Pas vraiment. Le film Marighella a braqué le gouvernement de Bolsonaro, d’une part parce que ce nom est très connoté politiquement, et parce que
Wagner Moura et d’autres superstars brésiliennes y ont participé. Pour ce qui est de Medusa, même si le film a tourné dans des festivals internationaux, son titre, son synopsis ou son amplitude ne le positionnent pas sur les radars de l’extrême droite, ces personnes ne se doutent pas que ce film existe. Ils ne vont pas au cinéma, encore moins pour aller voir des films brésiliens, ça ne les intéresse pas.
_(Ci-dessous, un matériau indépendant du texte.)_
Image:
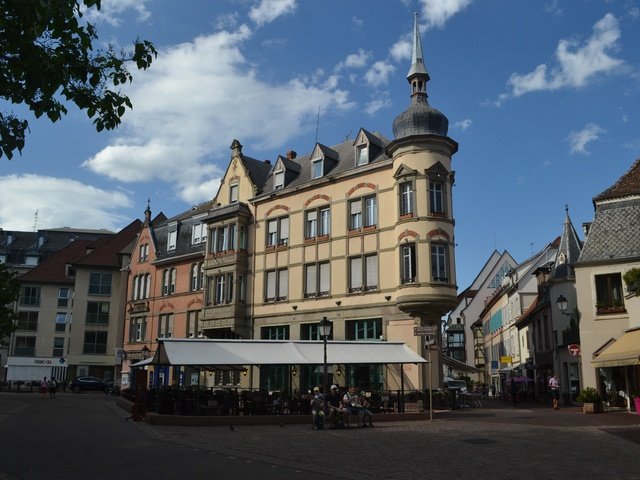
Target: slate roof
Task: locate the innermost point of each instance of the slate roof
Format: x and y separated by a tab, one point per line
53	269
43	243
614	233
615	230
627	185
343	159
185	222
106	252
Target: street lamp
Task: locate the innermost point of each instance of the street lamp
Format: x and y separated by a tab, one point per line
324	329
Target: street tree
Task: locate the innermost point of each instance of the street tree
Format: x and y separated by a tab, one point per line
9	292
47	59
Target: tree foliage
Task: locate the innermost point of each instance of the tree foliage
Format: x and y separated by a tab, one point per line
9	291
47	58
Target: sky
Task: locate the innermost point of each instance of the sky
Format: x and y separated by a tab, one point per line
543	98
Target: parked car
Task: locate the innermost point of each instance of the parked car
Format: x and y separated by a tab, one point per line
85	384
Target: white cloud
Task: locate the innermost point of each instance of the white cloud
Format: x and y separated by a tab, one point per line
579	140
111	11
204	106
354	60
576	65
373	106
379	73
437	12
401	50
463	124
60	203
357	22
268	10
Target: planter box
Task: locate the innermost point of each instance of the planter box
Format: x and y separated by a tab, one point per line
591	408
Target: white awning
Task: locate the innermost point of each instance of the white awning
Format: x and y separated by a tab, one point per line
207	353
623	352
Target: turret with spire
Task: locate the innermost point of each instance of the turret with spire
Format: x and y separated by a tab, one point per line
419	118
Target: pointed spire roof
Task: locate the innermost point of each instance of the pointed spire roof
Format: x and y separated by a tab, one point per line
420	118
417	60
568	250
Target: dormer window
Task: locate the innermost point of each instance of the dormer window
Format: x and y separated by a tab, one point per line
233	193
278	180
362	154
317	168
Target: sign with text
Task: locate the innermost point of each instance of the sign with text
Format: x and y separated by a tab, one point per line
425	330
574	349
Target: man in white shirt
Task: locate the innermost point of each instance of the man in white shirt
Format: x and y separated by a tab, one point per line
554	387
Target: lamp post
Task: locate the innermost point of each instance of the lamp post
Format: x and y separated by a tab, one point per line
324	329
574	318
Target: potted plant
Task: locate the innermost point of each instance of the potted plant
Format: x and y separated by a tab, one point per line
590	399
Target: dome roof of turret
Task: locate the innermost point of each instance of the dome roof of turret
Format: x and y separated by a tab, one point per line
420	119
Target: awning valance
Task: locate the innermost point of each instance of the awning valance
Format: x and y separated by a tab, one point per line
624	351
206	352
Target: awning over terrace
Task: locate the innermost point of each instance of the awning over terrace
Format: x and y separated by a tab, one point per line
237	353
624	351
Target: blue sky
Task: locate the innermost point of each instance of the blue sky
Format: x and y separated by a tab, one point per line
542	97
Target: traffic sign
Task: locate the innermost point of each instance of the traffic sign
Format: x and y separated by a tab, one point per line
574	349
425	330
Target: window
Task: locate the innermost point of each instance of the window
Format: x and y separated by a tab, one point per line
356	209
95	342
363	273
406	198
408	263
317	280
193	323
61	322
278	180
25	347
100	283
137	329
144	253
58	346
172	239
63	297
278	231
233	193
198	233
362	154
369	329
226	377
168	281
97	313
276	285
280	332
439	269
224	288
310	331
317	222
436	197
165	325
223	238
197	276
609	291
316	168
27	321
30	296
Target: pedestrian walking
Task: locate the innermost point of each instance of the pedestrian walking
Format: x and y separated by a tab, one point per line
43	387
554	388
53	387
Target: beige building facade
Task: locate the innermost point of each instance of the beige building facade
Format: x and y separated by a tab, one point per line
361	233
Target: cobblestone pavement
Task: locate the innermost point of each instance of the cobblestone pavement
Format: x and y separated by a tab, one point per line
497	442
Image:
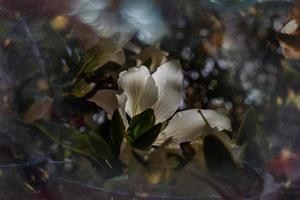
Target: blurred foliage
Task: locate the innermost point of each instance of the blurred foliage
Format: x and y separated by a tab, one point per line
52	60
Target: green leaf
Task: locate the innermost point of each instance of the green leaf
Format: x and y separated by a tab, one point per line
117	132
99	55
74	140
218	159
140	124
248	128
146	140
101	149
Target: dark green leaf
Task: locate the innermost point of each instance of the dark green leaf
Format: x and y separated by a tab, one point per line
140	124
99	55
100	147
82	88
66	136
255	152
139	158
187	150
146	140
218	159
117	132
248	128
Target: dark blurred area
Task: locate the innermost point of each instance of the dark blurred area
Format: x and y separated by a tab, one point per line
229	51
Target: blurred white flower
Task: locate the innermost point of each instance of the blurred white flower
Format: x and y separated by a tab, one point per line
160	91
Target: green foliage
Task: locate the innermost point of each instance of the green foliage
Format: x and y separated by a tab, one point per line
248	128
82	88
139	124
218	159
255	148
89	144
142	130
117	132
98	55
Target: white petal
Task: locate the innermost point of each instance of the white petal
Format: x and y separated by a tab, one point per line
217	120
134	83
290	27
169	80
106	99
122	98
188	125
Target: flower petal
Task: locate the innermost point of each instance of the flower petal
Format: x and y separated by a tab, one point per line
188	125
106	99
169	80
139	88
122	98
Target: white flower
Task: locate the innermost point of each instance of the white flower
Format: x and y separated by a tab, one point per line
160	91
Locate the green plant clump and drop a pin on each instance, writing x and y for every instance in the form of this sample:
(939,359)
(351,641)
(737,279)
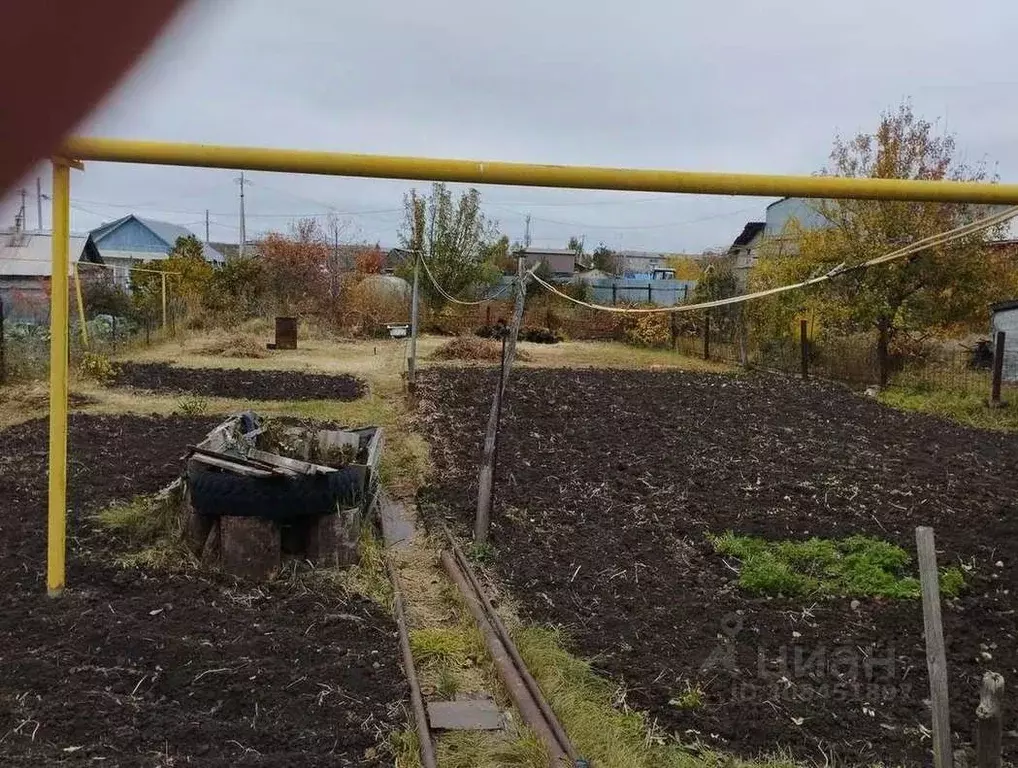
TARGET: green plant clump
(98,367)
(856,566)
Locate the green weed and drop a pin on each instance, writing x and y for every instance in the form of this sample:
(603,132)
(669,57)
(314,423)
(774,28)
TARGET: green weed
(99,368)
(967,406)
(856,566)
(192,404)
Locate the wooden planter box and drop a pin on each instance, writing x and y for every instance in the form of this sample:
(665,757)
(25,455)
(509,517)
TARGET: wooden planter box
(246,508)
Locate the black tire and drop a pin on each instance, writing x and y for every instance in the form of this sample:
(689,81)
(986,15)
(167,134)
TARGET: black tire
(216,493)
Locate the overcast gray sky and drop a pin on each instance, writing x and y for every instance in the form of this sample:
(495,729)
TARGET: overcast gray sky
(737,86)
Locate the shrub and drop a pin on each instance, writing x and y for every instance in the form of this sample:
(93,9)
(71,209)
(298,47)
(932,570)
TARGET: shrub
(192,404)
(471,347)
(99,368)
(651,330)
(235,345)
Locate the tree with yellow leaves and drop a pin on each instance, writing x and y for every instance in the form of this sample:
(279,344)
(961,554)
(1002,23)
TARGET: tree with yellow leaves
(925,292)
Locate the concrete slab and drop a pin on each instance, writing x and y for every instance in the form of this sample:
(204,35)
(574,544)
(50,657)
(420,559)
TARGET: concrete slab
(397,528)
(481,714)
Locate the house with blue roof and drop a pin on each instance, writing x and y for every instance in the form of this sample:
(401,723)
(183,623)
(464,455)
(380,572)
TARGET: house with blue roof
(130,240)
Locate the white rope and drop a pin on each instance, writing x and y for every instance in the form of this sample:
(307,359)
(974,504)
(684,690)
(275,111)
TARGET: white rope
(934,239)
(442,291)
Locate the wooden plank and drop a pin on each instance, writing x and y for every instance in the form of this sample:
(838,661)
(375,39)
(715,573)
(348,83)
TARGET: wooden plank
(937,662)
(289,465)
(234,467)
(990,721)
(478,714)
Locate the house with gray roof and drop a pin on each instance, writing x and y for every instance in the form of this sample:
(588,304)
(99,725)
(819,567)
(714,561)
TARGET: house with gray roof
(130,240)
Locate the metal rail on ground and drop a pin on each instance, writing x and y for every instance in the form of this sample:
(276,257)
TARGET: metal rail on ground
(522,688)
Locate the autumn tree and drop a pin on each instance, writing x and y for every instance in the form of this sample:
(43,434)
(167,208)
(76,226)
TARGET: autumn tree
(296,267)
(926,291)
(187,278)
(453,236)
(685,267)
(607,260)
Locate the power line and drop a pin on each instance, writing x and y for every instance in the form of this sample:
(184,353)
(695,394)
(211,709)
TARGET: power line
(449,297)
(661,225)
(940,238)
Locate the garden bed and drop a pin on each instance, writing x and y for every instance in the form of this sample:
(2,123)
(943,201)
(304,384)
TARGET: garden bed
(138,667)
(611,482)
(239,383)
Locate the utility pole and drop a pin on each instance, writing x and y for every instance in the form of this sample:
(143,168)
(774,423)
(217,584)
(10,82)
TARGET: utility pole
(411,360)
(243,229)
(19,221)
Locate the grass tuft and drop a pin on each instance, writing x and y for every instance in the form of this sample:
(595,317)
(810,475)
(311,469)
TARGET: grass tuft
(594,713)
(235,345)
(152,530)
(856,566)
(966,406)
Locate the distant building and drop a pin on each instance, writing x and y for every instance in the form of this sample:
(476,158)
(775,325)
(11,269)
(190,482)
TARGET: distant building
(800,212)
(25,269)
(562,262)
(640,265)
(127,241)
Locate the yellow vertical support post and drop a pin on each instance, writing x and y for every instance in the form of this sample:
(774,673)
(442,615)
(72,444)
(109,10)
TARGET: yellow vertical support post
(59,300)
(80,308)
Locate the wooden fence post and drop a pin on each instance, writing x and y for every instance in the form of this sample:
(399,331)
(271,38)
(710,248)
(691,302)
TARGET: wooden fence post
(990,720)
(995,391)
(3,348)
(707,334)
(936,656)
(804,348)
(486,479)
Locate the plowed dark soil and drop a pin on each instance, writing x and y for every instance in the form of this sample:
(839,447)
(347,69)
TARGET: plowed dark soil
(236,382)
(136,668)
(609,483)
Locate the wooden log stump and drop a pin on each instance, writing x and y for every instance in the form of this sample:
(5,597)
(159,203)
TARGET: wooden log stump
(333,539)
(250,547)
(990,719)
(212,550)
(196,527)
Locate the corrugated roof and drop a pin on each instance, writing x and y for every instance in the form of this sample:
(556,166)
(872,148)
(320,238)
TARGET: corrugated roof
(164,230)
(30,254)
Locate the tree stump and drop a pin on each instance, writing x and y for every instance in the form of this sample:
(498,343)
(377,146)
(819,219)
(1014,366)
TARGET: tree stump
(990,720)
(212,550)
(250,547)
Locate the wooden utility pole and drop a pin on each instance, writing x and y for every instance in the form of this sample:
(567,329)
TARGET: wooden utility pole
(411,357)
(243,226)
(486,477)
(937,663)
(995,391)
(804,348)
(707,334)
(39,203)
(990,722)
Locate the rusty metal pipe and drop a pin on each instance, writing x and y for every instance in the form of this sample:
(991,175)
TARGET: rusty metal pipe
(428,758)
(503,632)
(518,691)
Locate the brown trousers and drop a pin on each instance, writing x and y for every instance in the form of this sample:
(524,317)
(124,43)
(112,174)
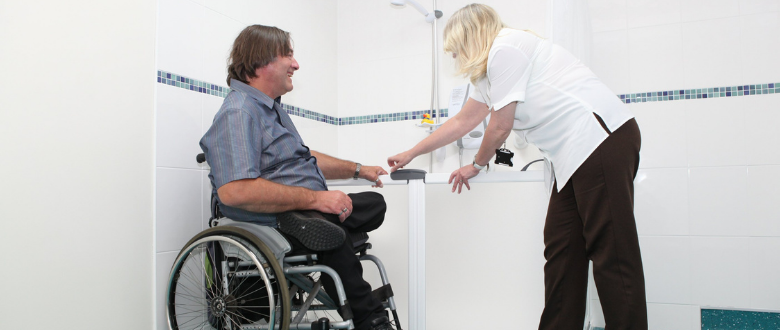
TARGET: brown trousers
(592,218)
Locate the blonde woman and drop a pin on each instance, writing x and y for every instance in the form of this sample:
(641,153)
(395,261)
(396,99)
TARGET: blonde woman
(590,142)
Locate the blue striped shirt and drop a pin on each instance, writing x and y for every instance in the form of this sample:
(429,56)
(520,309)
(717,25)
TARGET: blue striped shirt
(253,137)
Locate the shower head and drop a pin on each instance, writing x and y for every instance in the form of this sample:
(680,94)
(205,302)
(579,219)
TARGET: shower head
(429,17)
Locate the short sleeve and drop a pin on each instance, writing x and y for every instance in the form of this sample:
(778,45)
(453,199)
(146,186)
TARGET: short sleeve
(509,70)
(230,147)
(476,93)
Comment se prépare la sortie du film au Brésil ?
Peu de villes brésiliennes comptent encore des cinémas, et la pandémie s’est chargée de fermer bon nombre de salles survivantes. On est désormais dans un marché où quand le dernier Spider-Man sort, il occupe quelque chose comme 85 % du parc.
Un film comme Medusa ne vise pas tant une sortie en salles que la VOD. L’un des partenaires financiers du film est une chaine du câble brésilienne, donc ce qui va sûrement se passer, c’est qu’il y aura une sortie cinéma puis une diffusion VOD un mois plus tard. Quand Mate-me por favor est sorti en VOD, j’ai reçu beaucoup de messages d’adolescents, de jeunes adultes, en provenance de villes sans cinémas, et ils étaient ravis d’avoir pu voir le film.
Mate-me por favour et Medusa ont anticipé avec beaucoup d’acuité la situation de la société brésilienne
On a vu les choses arriver depuis plusieurs années, depuis 2013, quand les manifestations d’extrême droite ont commencé à se multiplier. Depuis que je suis adolescente, j’ai observé l’expansion de l’église évangéliste à Rio de Janeiro, sous toutes ses formes. Dans Medusa, je ne voulais pas stigmatiser l’Église en elle-même ou la foi, mais des groupes spécifiques, qui se servent des écritures dans un sens précis.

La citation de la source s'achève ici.